By Laura Pakis, Certified Professional Dog Trainer and Blogger,

Recently I attended a TEDx Columbus event on the topic of trust.  It made me think about the dogs I work with and my interactions with them and their owners.  I started to consider what it was that allowed me to work with some dogs relaxed and comfortable and others with great reserve.  What was it that helped me make my decisions…something tangible or was it a gut feeling that allowed me to put trust in the dog.  As I thought more about it, I decided it was a bit of both and it included repetitive patterns which helped build trust.  Having a positive relationship with a dog builds trust.

Tangible trust

You can learn a lot about a dog by just watching them.  It’s kind of like putting together a puzzle.  Each piece of their body tells you something.  Is their body relaxed, loose, maybe even a bit wiggly?  Do they approach you at an angle or straight at you?  Are their eyes soft or intensely focused?
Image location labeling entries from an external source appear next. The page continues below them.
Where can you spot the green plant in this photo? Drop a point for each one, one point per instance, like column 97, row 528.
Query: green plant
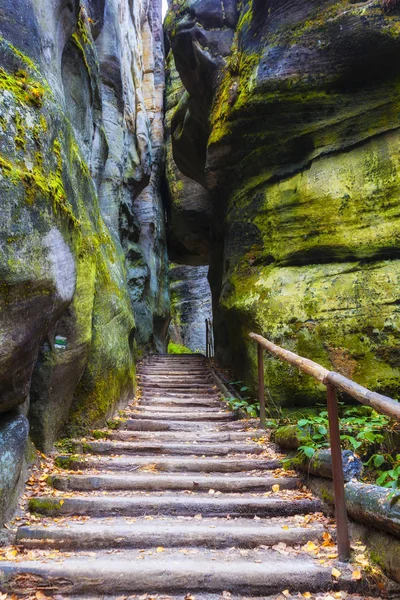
column 361, row 430
column 253, row 410
column 389, row 475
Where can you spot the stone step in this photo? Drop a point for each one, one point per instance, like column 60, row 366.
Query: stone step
column 172, row 369
column 160, row 401
column 176, row 573
column 198, row 436
column 161, row 482
column 179, row 395
column 183, row 464
column 190, row 378
column 98, row 533
column 141, row 505
column 180, row 385
column 141, row 424
column 180, row 409
column 206, row 449
column 193, row 416
column 180, row 392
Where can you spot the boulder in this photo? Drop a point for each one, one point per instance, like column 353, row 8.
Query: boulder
column 14, row 431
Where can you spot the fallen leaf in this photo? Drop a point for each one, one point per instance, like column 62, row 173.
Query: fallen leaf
column 356, row 575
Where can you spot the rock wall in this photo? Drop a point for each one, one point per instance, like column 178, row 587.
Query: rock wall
column 189, row 205
column 291, row 120
column 82, row 235
column 190, row 306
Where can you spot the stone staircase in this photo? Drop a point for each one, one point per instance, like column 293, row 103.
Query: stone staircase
column 177, row 498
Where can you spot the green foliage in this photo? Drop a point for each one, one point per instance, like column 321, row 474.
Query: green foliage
column 361, row 430
column 178, row 349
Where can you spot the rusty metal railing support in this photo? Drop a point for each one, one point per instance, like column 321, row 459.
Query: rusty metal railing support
column 333, row 381
column 261, row 389
column 343, row 539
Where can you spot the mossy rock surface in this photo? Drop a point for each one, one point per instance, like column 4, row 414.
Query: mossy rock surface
column 302, row 165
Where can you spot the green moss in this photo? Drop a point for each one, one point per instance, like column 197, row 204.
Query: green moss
column 65, row 445
column 44, row 506
column 66, row 462
column 39, row 183
column 178, row 349
column 24, row 88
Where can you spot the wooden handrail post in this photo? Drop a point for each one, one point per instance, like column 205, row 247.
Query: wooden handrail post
column 343, row 540
column 261, row 391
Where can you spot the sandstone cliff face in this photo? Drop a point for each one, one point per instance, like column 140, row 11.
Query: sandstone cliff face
column 190, row 306
column 84, row 281
column 189, row 203
column 298, row 148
What about their ears, are they stiff and alert, pulled back or relaxed?  Even where their tail sits can tell you whether the dog is comfortable or aroused.  Observing these small things can give you a heads up on the dog even before you start interacting with it.  You may even notice your dog looking at you before and after it makes a decision or performs an action as it develops it’s relationship with you.

Gut feeling

There is a moment that hits you, not necessarily tangible but more of a feeling, when you know the dog will respond in a certain way.  It doesn’t mean you can let your guard down or leave your baby with the dog.  It does mean that you have confidence in the dog’s behavior to respond a certain way.  And the dog has respect in you that you will respond to them in a fair and responsible way.

There is no global trust

Dogs are animals and things happen.  You can’t unconditionally trust a dog to react a certain way.  Somewhere in the back of your mind there needs to be the respect that this free spirit has a mind of its own and may respond through a bite, snap or just not following through with what is asked of it.  Cindy Bennett Martin put it best, “There is no global trust.  There is “this context” or “that context”.  Knowing this while repeating the behaviors you want and actively watching your dog’s body language will improve your bond and gain the “trust” we all want with a dog.